Kazee, sebagai platform Media Intelligence berbasis teknologi AI yang dikembangkan di Indonesia, hadir untuk menjawab kebutuhan ini. Tidak seperti media monitoring konvensional yang hanya mengumpulkan kliping berita, Kazee menganalisis data dari ribuan sumber media — online, cetak, broadcast, hingga media sosial — untuk memberikan gambaran utuh tentang bagaimana sebuah isu berkembang, siapa yang menggerakkannya, dan ke mana arahnya.
Dengan fitur analisis sentimen, pemetaan narasi, dan deteksi tren secara real-time, Kazee memungkinkan tim PR untuk mengambil keputusan berdasarkan konteks yang lengkap — bukan sekadar potongan fakta yang bisa menyesatkan.
Tiga Prinsip PR Kontekstual di Era Post-Truth
Berdasarkan berbagai pengalaman dan riset komunikasi krisis global, ada tiga prinsip yang harus dipegang:
1. Jelaskan "Mengapa", Bukan Hanya "Apa" Publik tidak hanya ingin tahu apa yang terjadi. Mereka ingin memahami mengapa itu terjadi. Saat Anda memberikan konteks kausalitas, Anda mengambil alih kendali narasi.

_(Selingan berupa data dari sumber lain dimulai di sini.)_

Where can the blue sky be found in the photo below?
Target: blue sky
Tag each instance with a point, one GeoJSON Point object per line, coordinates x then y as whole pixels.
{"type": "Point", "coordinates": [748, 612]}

2. Antisipasi Misinterpretasi Sebelum merilis informasi, tanyakan: kalimat mana yang paling mungkin disalahartikan? Bangun penjelasan preventif di sekitar potensi misinterpretasi tersebut.
3. Gunakan Data untuk Memperkuat Cerita, Bukan Menggantikannya Data tanpa narasi adalah angka yang membosankan. Narasi tanpa data adalah opini belaka. Kekuatan ada di perpaduan keduanya — sebuah cerita yang didukung angka, disampaikan dengan empati.
Penutup: PR Adalah Penjaga Makna
Di tengah dunia yang dibanjiri informasi namun miskin pemahaman, peran PR telah berevolusi secara fundamental. Anda bukan lagi sekadar juru bicara atau penyebar pesan. Anda adalah penjaga makna — orang yang memastikan bahwa di tengah kebisingan data, publik masih bisa menemukan kejernihan.
Dan untuk bisa menjaga makna dengan baik, Anda harus terlebih dahulu memahami medan perang narasi yang sedang terjadi — detik demi detik, kanal demi kanal.
Fakta memang penting. Tapi konteks adalah yang membuat fakta itu hidup, dipercaya, dan mengubah perilaku.